Los niños se apiñaron alrededor, para ver qué les pasaría en el futuro, y ella le anudó la corbata con sus suaves manos. El señor Darling, que tenía buen carácter, se olvidó de su furia, le dio las gracias y, un momento después, saltaba con Michael trepado en su espalda.
–¿Te acuerdas de que Michael me preguntó de pronto: “¿Cómo me conociste, mamá?” –siempre recordaba la señora Darling.
–¡Claro que me acuerdo!
–Eran muy buenos, ¿no crees, George?
–Eran nuestros. ¡Y ahora ya no los tenemos!
Aquella noche terrible sucedió algo más. Por desgracia, el señor Darling se chocó con Nana y los pantalones se le llenaron de pelos. Entonces, volvió a decir que era un error tener un perro de niñera.
–George, Nana es una joya –aseguró su esposa.
–No lo dudo, pero a veces trata a los niños como si fueran perritos.

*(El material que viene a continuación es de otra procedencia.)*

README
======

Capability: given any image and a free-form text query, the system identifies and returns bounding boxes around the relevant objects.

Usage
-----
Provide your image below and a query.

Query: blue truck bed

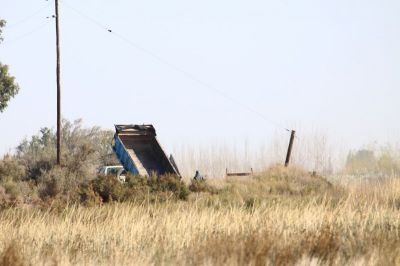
[113,125,180,176]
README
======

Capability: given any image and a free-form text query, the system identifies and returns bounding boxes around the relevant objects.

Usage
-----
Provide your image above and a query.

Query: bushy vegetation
[0,120,189,207]
[80,175,189,205]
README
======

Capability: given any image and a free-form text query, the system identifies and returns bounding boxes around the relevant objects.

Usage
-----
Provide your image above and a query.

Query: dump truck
[113,125,180,176]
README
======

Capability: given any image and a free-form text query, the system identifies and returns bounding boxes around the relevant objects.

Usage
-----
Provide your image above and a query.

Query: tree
[0,19,19,112]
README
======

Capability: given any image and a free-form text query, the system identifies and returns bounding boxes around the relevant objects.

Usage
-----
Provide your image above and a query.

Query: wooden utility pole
[55,0,61,165]
[285,130,296,167]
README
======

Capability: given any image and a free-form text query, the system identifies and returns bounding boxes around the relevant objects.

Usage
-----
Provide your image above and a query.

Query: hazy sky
[0,0,400,154]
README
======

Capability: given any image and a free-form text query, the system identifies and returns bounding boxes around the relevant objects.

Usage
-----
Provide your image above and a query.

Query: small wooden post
[285,130,296,167]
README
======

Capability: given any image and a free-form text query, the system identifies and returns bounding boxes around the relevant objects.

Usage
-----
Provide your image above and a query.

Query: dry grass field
[0,167,400,265]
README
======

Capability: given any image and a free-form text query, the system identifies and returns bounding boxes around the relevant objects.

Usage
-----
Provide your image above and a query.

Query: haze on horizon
[0,0,400,158]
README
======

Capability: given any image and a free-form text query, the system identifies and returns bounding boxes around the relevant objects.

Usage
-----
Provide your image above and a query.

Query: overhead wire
[60,1,291,132]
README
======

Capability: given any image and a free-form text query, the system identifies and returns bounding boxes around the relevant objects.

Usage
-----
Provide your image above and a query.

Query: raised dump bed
[113,125,180,176]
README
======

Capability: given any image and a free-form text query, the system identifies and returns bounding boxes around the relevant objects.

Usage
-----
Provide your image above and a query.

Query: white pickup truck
[98,165,126,182]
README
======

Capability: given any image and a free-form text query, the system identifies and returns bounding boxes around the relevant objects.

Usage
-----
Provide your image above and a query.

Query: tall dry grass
[0,167,400,265]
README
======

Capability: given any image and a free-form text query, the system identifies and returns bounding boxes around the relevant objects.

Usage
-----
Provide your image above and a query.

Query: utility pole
[285,130,296,167]
[55,0,61,165]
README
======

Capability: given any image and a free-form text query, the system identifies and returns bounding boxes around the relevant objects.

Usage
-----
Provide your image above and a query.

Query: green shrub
[79,175,189,205]
[0,155,26,182]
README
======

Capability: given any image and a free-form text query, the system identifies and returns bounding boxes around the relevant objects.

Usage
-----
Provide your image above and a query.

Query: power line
[7,2,51,29]
[60,1,291,132]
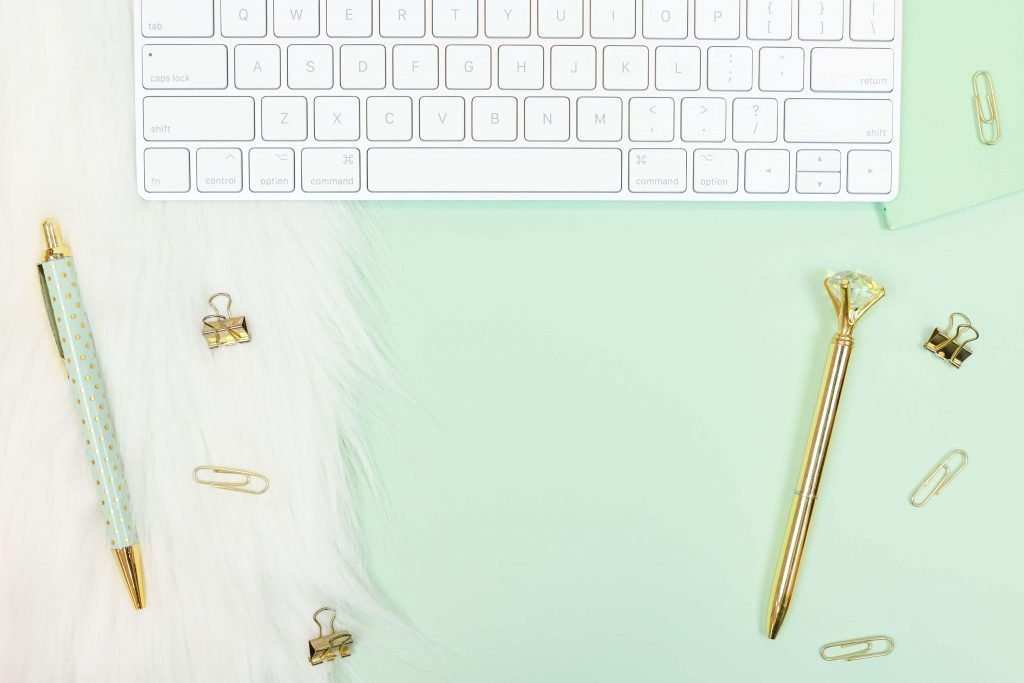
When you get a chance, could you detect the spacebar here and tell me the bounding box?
[367,147,623,193]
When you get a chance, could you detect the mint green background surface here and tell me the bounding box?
[357,0,1024,683]
[886,0,1024,227]
[362,195,1024,683]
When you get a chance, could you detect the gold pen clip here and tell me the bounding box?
[193,465,270,496]
[971,71,1002,144]
[203,292,250,348]
[925,313,981,368]
[36,218,71,372]
[309,607,353,667]
[910,451,967,508]
[818,636,896,661]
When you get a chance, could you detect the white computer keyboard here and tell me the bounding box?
[135,0,902,202]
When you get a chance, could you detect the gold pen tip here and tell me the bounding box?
[114,543,145,609]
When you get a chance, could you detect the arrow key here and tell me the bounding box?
[743,150,790,195]
[846,150,893,195]
[797,171,840,195]
[797,150,843,173]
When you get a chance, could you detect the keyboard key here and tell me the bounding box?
[537,0,583,38]
[234,45,281,90]
[551,45,597,90]
[196,147,242,193]
[367,148,623,194]
[444,45,490,90]
[680,97,725,142]
[629,150,686,193]
[498,45,544,90]
[846,150,893,195]
[577,97,623,142]
[327,0,374,38]
[630,97,676,142]
[143,148,191,193]
[483,0,530,38]
[473,97,519,142]
[367,97,413,141]
[142,45,227,90]
[420,97,466,142]
[523,97,569,142]
[642,0,687,39]
[850,0,896,40]
[590,0,637,38]
[273,0,319,38]
[249,147,295,193]
[783,99,893,142]
[313,97,359,141]
[222,0,266,37]
[142,97,256,141]
[391,45,437,90]
[654,46,700,90]
[379,0,426,38]
[302,147,359,193]
[498,45,544,90]
[743,150,790,195]
[432,0,478,38]
[797,171,840,195]
[693,150,739,194]
[797,150,843,173]
[141,0,213,38]
[708,47,754,90]
[261,97,306,142]
[732,97,778,142]
[338,45,386,90]
[799,0,843,40]
[693,0,739,40]
[288,45,334,90]
[758,47,804,92]
[797,150,843,173]
[604,45,648,90]
[746,0,793,40]
[811,47,895,92]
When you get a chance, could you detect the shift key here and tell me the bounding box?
[785,99,893,144]
[142,97,256,142]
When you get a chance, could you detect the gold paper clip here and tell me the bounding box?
[972,71,1002,144]
[910,451,967,508]
[818,636,896,661]
[193,465,270,496]
[309,607,352,667]
[925,313,981,368]
[203,292,249,348]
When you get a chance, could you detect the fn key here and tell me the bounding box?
[142,147,191,193]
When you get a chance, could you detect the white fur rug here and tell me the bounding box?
[0,0,398,683]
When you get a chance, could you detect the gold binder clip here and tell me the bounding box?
[818,636,896,661]
[193,465,270,496]
[925,313,981,368]
[910,451,967,508]
[972,71,1002,144]
[309,607,352,667]
[203,292,249,348]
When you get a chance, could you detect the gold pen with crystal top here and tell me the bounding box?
[38,219,145,609]
[767,270,886,640]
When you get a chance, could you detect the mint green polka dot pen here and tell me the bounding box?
[39,219,145,609]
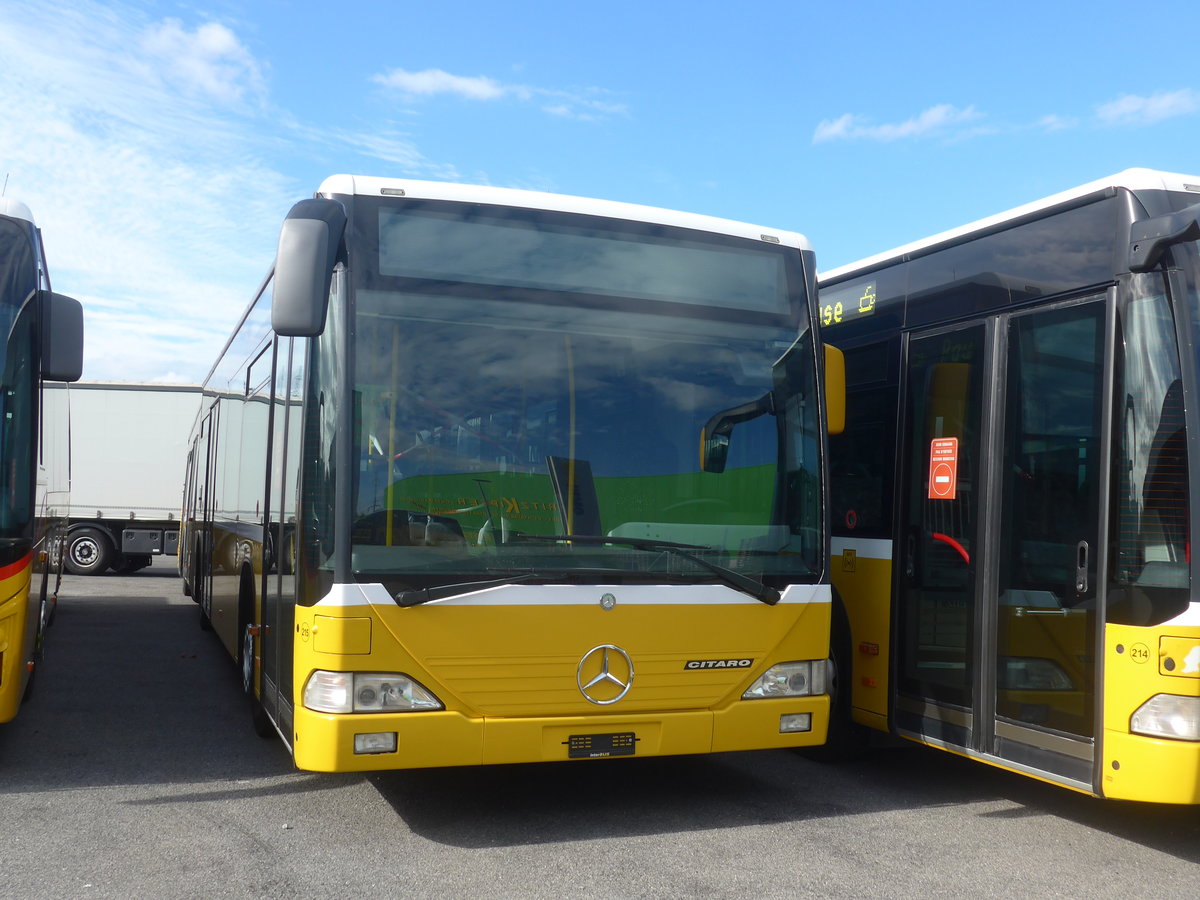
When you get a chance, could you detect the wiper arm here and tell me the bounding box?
[395,572,542,606]
[516,534,780,606]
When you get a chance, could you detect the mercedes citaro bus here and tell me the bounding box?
[820,169,1200,803]
[180,175,842,770]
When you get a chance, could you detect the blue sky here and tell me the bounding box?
[0,0,1200,382]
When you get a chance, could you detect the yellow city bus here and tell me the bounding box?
[820,169,1200,804]
[0,198,83,722]
[180,175,841,772]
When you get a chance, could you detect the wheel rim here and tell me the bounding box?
[241,625,254,694]
[71,538,100,569]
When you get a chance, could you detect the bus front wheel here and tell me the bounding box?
[64,528,113,575]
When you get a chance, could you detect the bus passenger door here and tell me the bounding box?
[985,296,1111,790]
[893,323,994,749]
[893,298,1110,790]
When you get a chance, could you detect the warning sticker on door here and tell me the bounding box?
[929,438,959,500]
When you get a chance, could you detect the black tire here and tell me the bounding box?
[62,528,114,575]
[238,578,275,738]
[802,600,870,762]
[192,566,212,631]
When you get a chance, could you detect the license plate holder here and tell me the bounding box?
[566,731,637,760]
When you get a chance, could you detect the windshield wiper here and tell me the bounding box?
[512,533,780,606]
[395,572,545,606]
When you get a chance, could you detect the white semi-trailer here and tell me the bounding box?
[46,382,200,575]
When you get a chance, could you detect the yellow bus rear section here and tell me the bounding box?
[0,554,37,722]
[1100,624,1200,804]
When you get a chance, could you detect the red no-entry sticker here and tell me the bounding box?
[929,438,959,500]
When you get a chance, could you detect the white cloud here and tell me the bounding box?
[371,68,501,100]
[812,103,983,144]
[0,0,292,380]
[371,68,629,121]
[140,19,265,103]
[1096,88,1200,125]
[1033,113,1079,132]
[0,0,482,382]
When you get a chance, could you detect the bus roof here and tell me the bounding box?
[318,175,812,250]
[0,197,34,224]
[818,169,1200,281]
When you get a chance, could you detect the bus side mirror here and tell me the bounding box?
[700,392,775,474]
[41,290,83,382]
[271,199,346,337]
[1129,203,1200,272]
[824,343,846,434]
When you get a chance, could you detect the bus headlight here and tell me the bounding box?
[304,670,444,713]
[1129,694,1200,740]
[742,659,826,700]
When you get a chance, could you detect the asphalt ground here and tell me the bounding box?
[0,560,1200,900]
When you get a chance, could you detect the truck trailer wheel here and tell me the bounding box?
[62,528,113,575]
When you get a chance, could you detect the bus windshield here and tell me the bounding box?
[313,203,822,588]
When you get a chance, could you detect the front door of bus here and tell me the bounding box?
[895,298,1109,787]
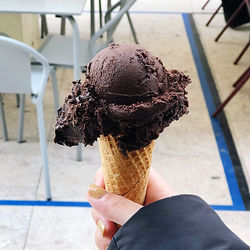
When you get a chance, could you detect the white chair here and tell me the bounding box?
[39,0,136,161]
[0,36,59,200]
[38,0,136,71]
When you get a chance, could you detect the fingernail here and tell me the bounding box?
[97,220,105,236]
[88,184,107,199]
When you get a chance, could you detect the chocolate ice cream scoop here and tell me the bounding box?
[54,44,191,154]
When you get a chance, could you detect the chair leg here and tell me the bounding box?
[51,68,59,111]
[41,15,48,38]
[99,0,102,29]
[76,144,82,161]
[212,67,250,117]
[126,11,139,44]
[60,16,66,36]
[17,94,25,143]
[0,93,8,141]
[90,0,95,37]
[36,102,51,200]
[234,40,250,65]
[201,0,210,10]
[214,0,246,42]
[206,3,222,26]
[16,94,20,108]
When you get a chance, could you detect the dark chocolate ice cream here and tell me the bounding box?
[54,44,191,154]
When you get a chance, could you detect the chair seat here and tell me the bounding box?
[39,35,104,68]
[30,65,43,95]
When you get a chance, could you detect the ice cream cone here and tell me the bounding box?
[99,135,154,205]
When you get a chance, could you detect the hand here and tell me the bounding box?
[87,168,176,250]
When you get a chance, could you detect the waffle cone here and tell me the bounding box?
[99,135,154,205]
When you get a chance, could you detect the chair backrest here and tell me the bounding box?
[89,0,136,56]
[0,36,49,94]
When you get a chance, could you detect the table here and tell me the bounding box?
[0,0,95,161]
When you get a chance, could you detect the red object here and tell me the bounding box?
[234,40,250,65]
[214,0,249,42]
[201,0,210,10]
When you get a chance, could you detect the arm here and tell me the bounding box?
[108,195,250,250]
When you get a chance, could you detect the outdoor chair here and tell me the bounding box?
[0,36,59,200]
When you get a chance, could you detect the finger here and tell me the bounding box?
[144,168,176,205]
[87,184,142,225]
[95,228,111,250]
[94,168,105,188]
[92,208,116,238]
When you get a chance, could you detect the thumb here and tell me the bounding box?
[87,184,142,226]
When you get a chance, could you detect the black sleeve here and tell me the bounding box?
[108,195,250,250]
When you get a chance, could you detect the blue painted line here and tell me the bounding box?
[0,200,242,211]
[182,13,245,210]
[0,11,245,211]
[0,200,91,207]
[83,10,183,15]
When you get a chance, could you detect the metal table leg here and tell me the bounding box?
[67,15,82,161]
[90,0,95,37]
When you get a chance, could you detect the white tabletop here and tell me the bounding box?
[0,0,87,16]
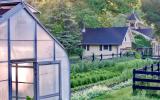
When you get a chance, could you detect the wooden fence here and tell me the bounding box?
[132,63,160,93]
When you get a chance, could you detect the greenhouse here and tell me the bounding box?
[0,0,70,100]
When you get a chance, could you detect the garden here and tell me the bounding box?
[71,57,160,100]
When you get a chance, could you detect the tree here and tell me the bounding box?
[141,0,160,37]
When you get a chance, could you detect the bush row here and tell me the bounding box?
[71,57,134,73]
[71,69,119,88]
[71,59,153,88]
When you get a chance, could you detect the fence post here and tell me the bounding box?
[127,52,129,57]
[112,53,114,58]
[141,51,143,59]
[157,62,160,79]
[100,54,103,61]
[157,62,159,72]
[133,52,136,58]
[92,53,95,61]
[132,69,136,95]
[151,64,154,72]
[119,52,122,58]
[79,54,83,60]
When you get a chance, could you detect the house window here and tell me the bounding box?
[82,45,86,49]
[87,45,89,51]
[109,45,112,51]
[99,45,102,51]
[103,45,108,50]
[130,23,135,27]
[125,37,127,41]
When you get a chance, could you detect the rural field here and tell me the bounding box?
[71,57,159,100]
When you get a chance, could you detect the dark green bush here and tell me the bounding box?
[71,57,134,73]
[71,59,153,88]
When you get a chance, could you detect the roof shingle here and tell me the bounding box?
[82,27,128,45]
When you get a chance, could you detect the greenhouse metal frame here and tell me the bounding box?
[0,2,70,100]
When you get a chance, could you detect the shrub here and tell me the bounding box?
[71,57,134,73]
[71,59,153,88]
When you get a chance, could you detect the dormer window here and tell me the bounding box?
[130,23,135,27]
[124,37,127,41]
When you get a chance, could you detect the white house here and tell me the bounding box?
[82,27,132,56]
[127,12,160,56]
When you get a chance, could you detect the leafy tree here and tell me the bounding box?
[141,0,160,37]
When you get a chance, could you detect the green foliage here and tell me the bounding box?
[71,69,119,88]
[71,59,153,88]
[28,0,140,55]
[141,0,160,37]
[26,96,34,100]
[134,35,151,48]
[135,52,142,59]
[71,57,134,73]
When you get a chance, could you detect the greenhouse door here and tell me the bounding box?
[11,61,34,100]
[38,62,61,100]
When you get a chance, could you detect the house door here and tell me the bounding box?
[38,62,61,100]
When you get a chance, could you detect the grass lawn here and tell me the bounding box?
[92,87,159,100]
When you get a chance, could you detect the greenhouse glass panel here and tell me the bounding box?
[55,43,70,99]
[39,64,60,97]
[0,63,8,100]
[0,22,8,40]
[0,40,8,62]
[11,41,34,60]
[0,0,70,100]
[10,10,35,40]
[37,25,54,61]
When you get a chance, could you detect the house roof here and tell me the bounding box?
[127,13,139,20]
[82,27,128,45]
[134,28,154,39]
[0,0,67,49]
[0,9,10,16]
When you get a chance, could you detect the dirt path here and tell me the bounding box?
[72,79,132,100]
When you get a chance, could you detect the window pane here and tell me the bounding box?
[0,81,8,100]
[109,45,112,51]
[55,43,70,100]
[0,22,8,39]
[11,10,35,40]
[103,45,108,50]
[18,83,34,97]
[0,63,8,80]
[0,40,8,61]
[11,41,34,60]
[41,96,59,100]
[37,25,52,40]
[39,64,59,96]
[37,41,54,61]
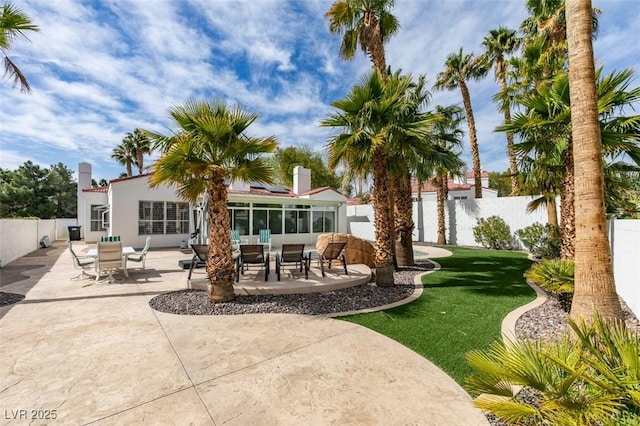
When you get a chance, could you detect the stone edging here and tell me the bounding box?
[319,259,441,318]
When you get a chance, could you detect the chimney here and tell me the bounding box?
[293,166,311,195]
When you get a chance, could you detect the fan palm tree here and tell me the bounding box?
[566,0,622,322]
[431,105,464,244]
[498,70,640,259]
[321,72,429,286]
[0,3,40,92]
[127,129,152,175]
[325,0,400,81]
[145,100,277,303]
[482,27,520,195]
[434,48,489,198]
[111,133,136,177]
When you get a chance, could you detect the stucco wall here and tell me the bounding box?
[108,178,189,248]
[0,219,77,266]
[609,219,640,318]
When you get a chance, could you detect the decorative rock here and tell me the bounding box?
[316,233,375,268]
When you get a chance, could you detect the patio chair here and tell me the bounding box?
[124,237,151,271]
[320,243,349,277]
[96,241,127,283]
[236,244,269,282]
[258,229,271,253]
[231,229,240,250]
[187,244,209,280]
[69,241,95,280]
[276,244,309,281]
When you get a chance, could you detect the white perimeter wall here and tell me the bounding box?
[0,219,78,266]
[609,219,640,318]
[347,201,640,318]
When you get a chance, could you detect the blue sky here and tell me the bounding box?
[0,0,640,183]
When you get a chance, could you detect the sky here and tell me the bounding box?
[0,0,640,184]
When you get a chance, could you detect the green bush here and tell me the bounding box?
[524,259,574,312]
[466,315,640,426]
[473,216,511,250]
[516,222,560,259]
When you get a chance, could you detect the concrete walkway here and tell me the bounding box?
[0,243,488,425]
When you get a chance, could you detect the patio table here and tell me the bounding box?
[87,246,136,277]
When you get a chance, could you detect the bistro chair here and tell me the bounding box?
[276,244,309,281]
[124,237,151,271]
[69,241,95,280]
[95,241,127,283]
[320,243,349,277]
[258,229,271,253]
[236,244,269,282]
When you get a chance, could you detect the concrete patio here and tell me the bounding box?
[0,242,488,425]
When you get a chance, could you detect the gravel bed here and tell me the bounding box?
[149,261,434,315]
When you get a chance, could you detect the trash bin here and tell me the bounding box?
[68,226,82,241]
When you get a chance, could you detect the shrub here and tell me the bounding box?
[473,216,511,250]
[466,314,640,425]
[524,259,574,312]
[516,222,560,259]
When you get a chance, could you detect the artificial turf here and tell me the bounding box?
[342,247,535,385]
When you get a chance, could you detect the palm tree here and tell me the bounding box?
[111,133,136,177]
[434,48,489,198]
[0,3,40,92]
[321,72,429,286]
[498,70,640,259]
[145,100,277,303]
[325,0,400,81]
[127,129,152,175]
[432,105,464,244]
[566,0,623,322]
[482,27,520,195]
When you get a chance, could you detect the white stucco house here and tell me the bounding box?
[78,163,347,247]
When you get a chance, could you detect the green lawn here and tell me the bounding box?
[342,247,535,384]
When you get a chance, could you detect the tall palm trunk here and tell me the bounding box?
[499,71,518,196]
[560,137,576,259]
[434,173,449,244]
[373,147,394,287]
[207,174,235,303]
[393,170,415,266]
[566,0,622,322]
[546,197,558,226]
[459,80,482,198]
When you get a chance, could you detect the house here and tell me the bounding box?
[78,163,347,247]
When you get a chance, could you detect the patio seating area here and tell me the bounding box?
[0,241,487,425]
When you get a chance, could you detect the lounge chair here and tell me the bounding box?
[95,241,127,283]
[187,244,209,280]
[69,241,95,280]
[320,243,349,277]
[276,244,309,281]
[258,229,271,253]
[236,244,269,282]
[124,237,151,271]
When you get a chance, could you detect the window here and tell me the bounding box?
[313,210,336,232]
[91,204,109,231]
[229,209,249,235]
[284,205,310,234]
[138,201,189,235]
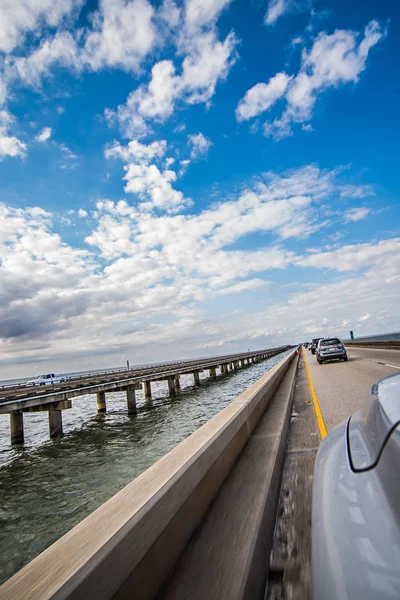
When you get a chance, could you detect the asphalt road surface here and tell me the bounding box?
[303,347,400,432]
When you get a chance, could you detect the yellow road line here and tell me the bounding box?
[302,348,327,440]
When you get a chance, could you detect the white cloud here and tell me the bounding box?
[0,162,400,372]
[104,140,167,163]
[214,279,268,296]
[9,0,156,87]
[9,31,83,87]
[236,21,387,140]
[35,127,51,142]
[82,0,156,71]
[236,73,292,122]
[188,132,212,160]
[109,30,237,137]
[343,207,371,223]
[296,238,400,272]
[265,0,289,25]
[105,140,192,212]
[0,110,27,161]
[0,0,83,52]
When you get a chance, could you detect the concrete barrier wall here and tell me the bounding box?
[344,340,400,350]
[0,350,295,600]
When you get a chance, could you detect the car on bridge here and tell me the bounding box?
[312,374,400,600]
[315,338,347,365]
[26,373,68,385]
[308,338,323,354]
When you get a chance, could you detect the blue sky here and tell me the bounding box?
[0,0,400,378]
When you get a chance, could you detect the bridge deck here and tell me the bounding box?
[0,346,288,413]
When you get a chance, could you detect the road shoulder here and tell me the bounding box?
[265,357,320,600]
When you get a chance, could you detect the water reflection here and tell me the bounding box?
[0,355,284,581]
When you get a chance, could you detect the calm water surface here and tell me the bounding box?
[0,352,287,581]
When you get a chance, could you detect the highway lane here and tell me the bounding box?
[303,347,400,432]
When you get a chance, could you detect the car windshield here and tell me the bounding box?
[321,338,342,346]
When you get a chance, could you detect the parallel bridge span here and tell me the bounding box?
[0,346,290,444]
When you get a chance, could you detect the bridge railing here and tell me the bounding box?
[0,350,296,600]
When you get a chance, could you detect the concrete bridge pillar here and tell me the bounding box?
[96,392,107,412]
[10,410,24,444]
[168,376,176,396]
[143,381,151,399]
[126,385,136,415]
[49,408,62,439]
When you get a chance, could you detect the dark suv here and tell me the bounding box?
[317,338,347,365]
[310,338,324,354]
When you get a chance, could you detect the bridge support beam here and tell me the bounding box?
[126,385,136,415]
[96,392,107,412]
[168,377,176,396]
[49,408,62,439]
[143,381,151,400]
[10,411,24,444]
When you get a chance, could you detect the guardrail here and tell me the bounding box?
[0,346,290,404]
[0,345,291,391]
[0,350,296,600]
[344,340,400,350]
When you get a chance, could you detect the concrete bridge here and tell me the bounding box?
[0,345,400,600]
[0,346,290,444]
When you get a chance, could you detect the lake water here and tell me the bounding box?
[0,352,287,581]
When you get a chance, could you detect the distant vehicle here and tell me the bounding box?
[312,374,400,600]
[316,338,347,365]
[26,373,67,385]
[308,338,324,354]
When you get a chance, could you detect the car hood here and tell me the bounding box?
[347,374,400,471]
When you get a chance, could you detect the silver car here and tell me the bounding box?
[312,374,400,600]
[315,338,347,365]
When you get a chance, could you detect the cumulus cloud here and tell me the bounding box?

–Oh no, querido, estoy segura de que sabe que son personas.
–No sé, no sé –respondió el señor Darling, pensativo.
A la señora Darling le pareció que ese era el momento de hablarle del chiquillo que había entrado por la ventana. Al principio, él se burló de la historia. Pero cuando ella le mostró la sombra, se puso muy serio y dijo, mientras la examinaba cuidadosamente:
–No es de nadie que yo conozca, pero sí que parece la de un pillo.
–Todavía estábamos hablando de eso cuando entró Nana con el remedio de Michael –recordaba siempre el señor Darling.
No hay duda de que, con lo del remedio, el señor Darling tuvo una actitud bastante tonta. Decía que él tomaba sus medicinas sin quejarse. Por eso, cuando Michael rechazó la cuchara que Nana le acercaba, le dijo en tono de reto:
–Pórtate como un hombre.
–No quiero, no quiero –lloriqueó el pequeño.
La señora Darling fue a buscarle un chocolatín.
–¡Querida, no lo malcríes! –le gritó el señor Darling. Y después le repitió a su hijo–: Michael, cuando yo tenía tu edad, decía: “Gracias, queridos padres, por darme estos remedios”.
De veras él creía que eso era cierto. Wendy, que ya estaba en camisón, también lo creía y le dijo, para animar a Michael:
–Papá, el remedio que tú tomas es mucho más feo, ¿verdad?
–Muchísimo peor –le respondió el señor Darling–. Y si no fuera porque perdí el frasco, me lo tomaría ahora mismo, para que Michael vea.
En realidad, no lo había perdido: lo había escondido en la parte más alta de un armario. Lo que no sabía era que Liza, la mucama, lo había encontrado y lo había vuelto a poner en un estante del baño.
–Papá, yo sé dónde está. ¡Te lo traeré! –exclamó Wendy, que siempre se sentía feliz cuando era útil.
La niña salió corriendo antes de que él pudiera detenerla y volvió con la medicina en un vaso.
El señor Darling ya no tenía excusas, pero dijo:
–Primero Michael.
–Primero papá –contestó Michael, que siempre desconfiaba.
–Me voy a enojar –lo amenazó el señor Darling.